Mário de Andrade possuía uma biblioteca pessoal com cerca de 17 mil títulos,
dos quais muitas publicações marginais. Foto: Reprodução

IRMANDADE
Já a edição brasileira de Marília de Dirceu era um objeto de desejo dividido entre o paulista e um de seus melhores amigos, o bibliófilo Rubens Borba de Moraes. Este sempre dizia que, caso Mindlin conseguisse o exemplar, não lhe contasse, pois isso seria motivo para um infarto. Numa ocasião, ao receber um colecionador mineiro em sua casa, ele foi questionado sobre a obra: “Não tenho e ninguém tem”. Ao passo que escutou de volta: “Eu tenho, mas o livro não está em bom estado. Caso Guita consiga restaurá-lo, é seu”.

A restauradora – Guita, a esposa de Midlin, dedicou-se à conservação de todos os volumes da biblioteca desde cedo – trabalhou seis meses no livro. De acordo com Cristina, até uma máquina foi construída para inserir fibra no papel, que estava comprometido, principalmente nas primeiras páginas, por pequenos furos feitos por bichos. Após todo o processo, Guita costurou o livro e montou uma caixa para ele, que permanece até hoje em ótimo estado.

Borba de Moraes foi o maior interlocutor de Mindlin ao longo de suas vidas entre livros. Ao falecer, o também paulista deixou em testamento sua biblioteca para o amigo. Destaque para a coleção da Impressão Régia, a primeira tipografia e editora brasileira, um tesouro no meio da coleção de Borba de Moraes. “Quando trouxemos esses volumes para a casa dos Mindlin, nós os dispomos do mesmo jeito que estavam nas estantes anteriores. Rubens gostava de deixar alguns livros com as capas voltadas para frente, como por exemplo, as belas encadernações imperiais”, explica Cristina.


O exemplar de 1810 de Marília de Dirceu, antes e depois do
restauro feito por Guita Mindlin. Foto: Reprodução

Outro paulista que possuiu uma, neste caso, “modesta” biblioteca pessoal foi o escritor Mário de Andrade. Com cerca de 17 mil títulos, as produções marginais eram predominantes em sua coleção. De acordo com pesquisa realizada pela professora da Faculdade de Filosofia, Letras e Ciências Humanas da USP), Telê Ancona Lopez, muitos manuscritos foram encontrados no arquivo e na biblioteca de Mário.

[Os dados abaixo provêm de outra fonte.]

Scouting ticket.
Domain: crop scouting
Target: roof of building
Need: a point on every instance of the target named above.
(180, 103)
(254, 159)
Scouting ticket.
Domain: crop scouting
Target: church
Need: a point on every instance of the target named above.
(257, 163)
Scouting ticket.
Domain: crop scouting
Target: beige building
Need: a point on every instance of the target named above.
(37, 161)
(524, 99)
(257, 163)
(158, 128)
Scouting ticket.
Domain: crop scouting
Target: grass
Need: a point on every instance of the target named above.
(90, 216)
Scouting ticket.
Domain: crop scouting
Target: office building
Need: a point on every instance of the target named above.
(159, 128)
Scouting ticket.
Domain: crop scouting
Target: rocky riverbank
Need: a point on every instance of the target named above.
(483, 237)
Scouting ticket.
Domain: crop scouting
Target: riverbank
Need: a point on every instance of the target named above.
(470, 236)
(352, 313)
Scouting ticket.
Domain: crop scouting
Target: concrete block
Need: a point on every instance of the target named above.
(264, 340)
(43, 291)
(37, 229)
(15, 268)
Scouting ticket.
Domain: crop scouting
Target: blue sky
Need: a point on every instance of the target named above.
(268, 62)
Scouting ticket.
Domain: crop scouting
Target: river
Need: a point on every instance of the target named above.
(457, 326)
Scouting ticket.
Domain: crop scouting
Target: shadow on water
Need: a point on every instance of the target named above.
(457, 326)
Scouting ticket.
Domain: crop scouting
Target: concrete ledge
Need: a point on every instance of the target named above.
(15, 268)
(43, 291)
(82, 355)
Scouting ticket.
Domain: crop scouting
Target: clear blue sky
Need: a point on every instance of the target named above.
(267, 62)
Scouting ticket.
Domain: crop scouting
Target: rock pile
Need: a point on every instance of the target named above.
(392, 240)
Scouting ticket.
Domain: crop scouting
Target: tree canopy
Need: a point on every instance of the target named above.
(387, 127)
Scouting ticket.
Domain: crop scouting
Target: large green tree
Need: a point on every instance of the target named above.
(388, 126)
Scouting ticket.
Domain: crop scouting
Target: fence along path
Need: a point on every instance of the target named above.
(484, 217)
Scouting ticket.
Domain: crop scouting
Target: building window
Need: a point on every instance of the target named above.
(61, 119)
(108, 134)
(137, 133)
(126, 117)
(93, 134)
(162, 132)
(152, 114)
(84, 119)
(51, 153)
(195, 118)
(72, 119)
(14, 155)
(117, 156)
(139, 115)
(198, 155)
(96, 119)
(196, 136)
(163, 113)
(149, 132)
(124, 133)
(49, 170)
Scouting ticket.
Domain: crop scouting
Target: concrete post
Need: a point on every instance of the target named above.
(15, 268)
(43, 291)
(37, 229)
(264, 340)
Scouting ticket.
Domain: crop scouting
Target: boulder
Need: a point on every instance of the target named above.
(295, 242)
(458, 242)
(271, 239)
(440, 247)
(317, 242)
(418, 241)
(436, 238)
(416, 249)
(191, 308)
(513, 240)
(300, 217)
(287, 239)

Essa interação do escritor com as obras relembra os conceitos de dialogismo(Bakhtin) e de intertextualidade (Julia Kristeva), nos quais a linguagem é, também, derivação de outros. Não é à toa que ambos os termos estão relacionados, em certa instância, à noção de memória da biblioteca, expressão que engloba os diversos tipos de subversões e interferências além-texto que um autor pode fazer, a partir de outros, em sua obra.

Nessa conversa entre as múltiplas vozes da escritura, Ancona Lopez escreve: “Minhas cogitações a respeito das bibliotecas de escritores e a criação literária partem do conceito de matriz enquanto diálogo da criação, quando o artista se encontra com ele mesmo na obra de outros, ou como Mário de Andrade raciocina: ‘Muitas vezes um livro revela pra gente um lado nosso ainda desconhecido. Lado, tendência, processo de expressão, tudo. O livro não faz mais que apressar a apropriação do que é da gente’”. A perspectiva de um subjetivismo que surge na fala de Mário, associada ao propósito de conversa permanente entre o colecionador e seus livros, é onde repousa, talvez, o principal sentido da construção de uma biblioteca particular.